June 15, 2014
Employee Compensation and Benefits Package for Secretarial Positions
The purpose of an effective employee compensation and benefits package is to attract, retain and motivate employees, and this is done by making sure the package is competitive and developed with the employee in mind (Ludlow & Farrell, 2010). Compensation and benefits packages or Total Rewards packages need to be based on things like the educational, experience level, performance expectations of the position in question. This narrative will outline a Total Rewards package for a secretary or, as the BLS (2014) identifies them, administrative professional position in the Human Resources Department.

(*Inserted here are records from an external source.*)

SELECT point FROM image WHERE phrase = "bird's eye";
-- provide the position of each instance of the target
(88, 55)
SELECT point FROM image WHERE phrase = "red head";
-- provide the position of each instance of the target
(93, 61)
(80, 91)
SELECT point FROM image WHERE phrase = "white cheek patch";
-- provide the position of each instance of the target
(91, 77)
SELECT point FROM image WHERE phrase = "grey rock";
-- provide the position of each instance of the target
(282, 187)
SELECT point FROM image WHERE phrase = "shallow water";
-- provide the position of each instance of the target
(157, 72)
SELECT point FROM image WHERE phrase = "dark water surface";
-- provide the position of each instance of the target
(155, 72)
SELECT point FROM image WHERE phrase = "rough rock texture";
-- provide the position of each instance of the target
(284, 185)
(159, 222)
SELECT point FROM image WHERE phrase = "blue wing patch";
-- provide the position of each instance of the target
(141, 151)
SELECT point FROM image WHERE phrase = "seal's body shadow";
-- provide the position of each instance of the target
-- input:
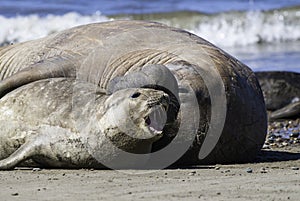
(276, 156)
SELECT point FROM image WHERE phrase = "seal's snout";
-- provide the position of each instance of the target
(165, 101)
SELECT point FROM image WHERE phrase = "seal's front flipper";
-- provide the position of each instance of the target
(53, 67)
(290, 111)
(24, 152)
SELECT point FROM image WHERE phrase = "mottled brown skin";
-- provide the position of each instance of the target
(60, 123)
(98, 53)
(281, 92)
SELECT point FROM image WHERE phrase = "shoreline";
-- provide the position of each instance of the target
(274, 176)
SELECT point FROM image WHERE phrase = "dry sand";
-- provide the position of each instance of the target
(276, 176)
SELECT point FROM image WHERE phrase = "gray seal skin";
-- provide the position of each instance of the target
(41, 122)
(98, 53)
(281, 91)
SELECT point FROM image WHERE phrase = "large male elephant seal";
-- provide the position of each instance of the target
(282, 93)
(39, 122)
(221, 106)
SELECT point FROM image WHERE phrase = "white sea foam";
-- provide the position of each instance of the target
(244, 28)
(223, 29)
(24, 28)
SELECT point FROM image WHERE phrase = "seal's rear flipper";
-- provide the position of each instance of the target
(23, 153)
(53, 67)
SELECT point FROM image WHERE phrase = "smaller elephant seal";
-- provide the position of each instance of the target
(61, 123)
(281, 92)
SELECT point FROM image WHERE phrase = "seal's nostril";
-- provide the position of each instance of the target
(135, 95)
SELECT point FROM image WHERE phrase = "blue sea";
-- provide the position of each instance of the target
(264, 34)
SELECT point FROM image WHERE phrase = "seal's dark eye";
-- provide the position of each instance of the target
(135, 95)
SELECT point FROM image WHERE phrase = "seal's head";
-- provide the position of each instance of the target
(139, 113)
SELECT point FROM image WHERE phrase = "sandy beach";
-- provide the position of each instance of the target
(275, 176)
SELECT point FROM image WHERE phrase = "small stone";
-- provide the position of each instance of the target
(266, 146)
(249, 170)
(192, 173)
(295, 134)
(263, 170)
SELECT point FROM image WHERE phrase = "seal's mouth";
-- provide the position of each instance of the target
(156, 119)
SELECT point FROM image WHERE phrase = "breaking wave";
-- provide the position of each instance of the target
(236, 28)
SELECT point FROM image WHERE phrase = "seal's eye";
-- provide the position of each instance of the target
(135, 95)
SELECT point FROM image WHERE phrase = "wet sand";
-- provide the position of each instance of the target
(275, 176)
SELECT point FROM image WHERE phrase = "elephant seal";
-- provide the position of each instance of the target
(226, 117)
(281, 92)
(40, 121)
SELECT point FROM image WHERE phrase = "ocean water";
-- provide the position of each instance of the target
(264, 34)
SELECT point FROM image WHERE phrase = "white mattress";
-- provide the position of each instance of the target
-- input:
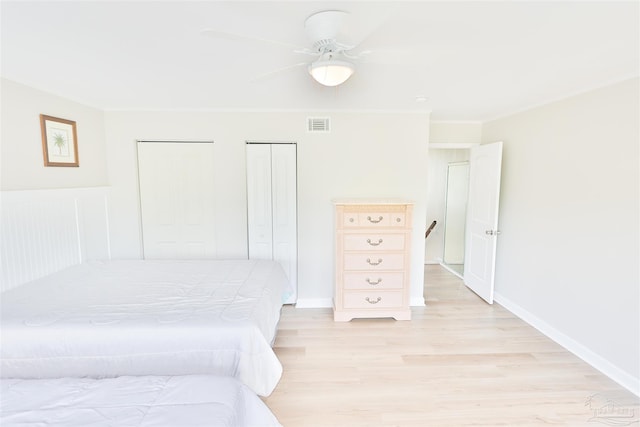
(193, 400)
(107, 319)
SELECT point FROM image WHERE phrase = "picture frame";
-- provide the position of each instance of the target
(59, 141)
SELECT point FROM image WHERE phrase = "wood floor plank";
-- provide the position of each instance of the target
(459, 362)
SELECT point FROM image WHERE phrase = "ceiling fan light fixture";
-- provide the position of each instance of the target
(331, 72)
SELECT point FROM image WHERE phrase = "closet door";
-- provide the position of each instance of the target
(177, 199)
(272, 206)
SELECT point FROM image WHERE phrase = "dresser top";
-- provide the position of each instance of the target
(373, 201)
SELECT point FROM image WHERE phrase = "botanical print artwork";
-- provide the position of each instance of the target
(59, 141)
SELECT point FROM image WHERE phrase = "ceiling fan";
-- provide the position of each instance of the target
(334, 61)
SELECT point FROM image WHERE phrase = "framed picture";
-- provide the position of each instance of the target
(59, 141)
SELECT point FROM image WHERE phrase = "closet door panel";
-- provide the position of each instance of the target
(177, 200)
(272, 206)
(259, 208)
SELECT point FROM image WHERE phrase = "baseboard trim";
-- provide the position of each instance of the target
(328, 302)
(314, 303)
(598, 362)
(417, 302)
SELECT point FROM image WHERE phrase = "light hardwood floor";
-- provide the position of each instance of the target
(459, 362)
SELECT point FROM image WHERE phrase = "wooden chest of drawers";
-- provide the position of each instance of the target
(373, 241)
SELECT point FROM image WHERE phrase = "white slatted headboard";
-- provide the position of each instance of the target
(43, 231)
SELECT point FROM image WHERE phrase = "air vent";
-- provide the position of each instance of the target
(318, 124)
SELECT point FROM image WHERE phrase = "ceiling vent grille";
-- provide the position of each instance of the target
(318, 124)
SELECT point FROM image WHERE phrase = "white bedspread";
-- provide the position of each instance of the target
(107, 319)
(193, 400)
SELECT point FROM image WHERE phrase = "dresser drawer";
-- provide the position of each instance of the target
(374, 280)
(374, 242)
(373, 262)
(372, 299)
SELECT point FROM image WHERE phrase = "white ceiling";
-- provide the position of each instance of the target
(473, 60)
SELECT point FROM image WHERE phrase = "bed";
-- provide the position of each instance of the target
(191, 400)
(115, 318)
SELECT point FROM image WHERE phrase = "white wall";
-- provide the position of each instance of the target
(569, 249)
(443, 132)
(21, 161)
(365, 155)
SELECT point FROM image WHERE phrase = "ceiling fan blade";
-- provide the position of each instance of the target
(279, 70)
(210, 32)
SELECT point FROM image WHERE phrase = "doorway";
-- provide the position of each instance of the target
(272, 207)
(444, 245)
(455, 217)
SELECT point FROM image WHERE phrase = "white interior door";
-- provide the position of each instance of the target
(482, 218)
(272, 207)
(177, 200)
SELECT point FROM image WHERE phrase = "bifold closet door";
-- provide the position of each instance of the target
(177, 199)
(272, 206)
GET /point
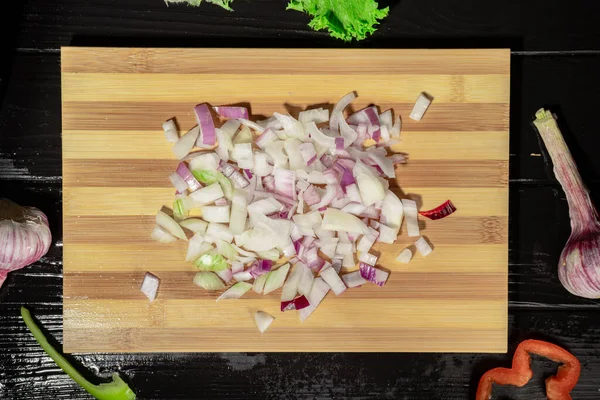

The package will be based on competitive salaries in the industry, educational qualifications needed for the individual to succeed in the position, experience level required, and the overall performance that the position is required to adhere to in order to be successful,
Employee total rewards packages differ between industries. For instance, how an administrative professional is compensated in the finance industry, differs widely from an administrative professional’s compensation within the nonprofit sector (BLS, 2014). The industry selected for this paper is the Administrative Management Services Industry, specializing in Human Resource Management consulting and outsourcing to small and mid-size businesses. According to the BLS (2014) Administrative Management Services, which is cataloged as a Professional service industry, employed 14 percent of their industries administrative professionals, with an average salary of $35,000.
The secretary/administrative professional position for the HR department in this narrative, requires an individual with at least five years of experience in a human resources environment and a minimum education level of a Bachelor’s degree.
Compensation and benefits package
Direct and Indirect Compensation. The secretary position for the HR department will include a compensation and benefits package that includes both direct and indirect compensation. Direct compensation is thought to be one of the best predictors of job satisfaction (Taras, 2012). A recent survey confirms that “…rising inflation and increasing cost of living has led employees to re-evaluate priorities on how they are compensated at work” (Employees prefer higher..., 2014, para. 2), leaving more employees to prefer higher take home pay than other forms of indirect compensation. Direct compensation includes salary and wages as well as vacation and sick time.
Indirect compensation includes health benefits, company privileges, occupational development, and other non-monetary benefits (Taras, 2012). In addition to a competitive hourly wage, the secretary position will include direct compensation in the form of a Paid-Time-Off (PTO) benefit, consisting of 15 days that the employee will receive upon hire. PTO includes vacation and sick time. The position will also include opportunities for approved overtime.
Health Benefits. A 2012 study into what attracts and motivates job candidates, researchers found that health care accessibility, whether it is 100% employer paid and universally available or if the employees themselves are required to chip in based on their salary, was key when it came to the employee accepting job offers (Andersen, Erikksson, Kristensen, & Holm Pedersen, 2012). The benefits package for the administrative professional position will include employer paid healthcare based on employee’s salary. A Point of Service (POS) plan will be accessible allowing the employee to choose a primary care physician who can make in and out-of-network referrals (Andersen, et al., 2012).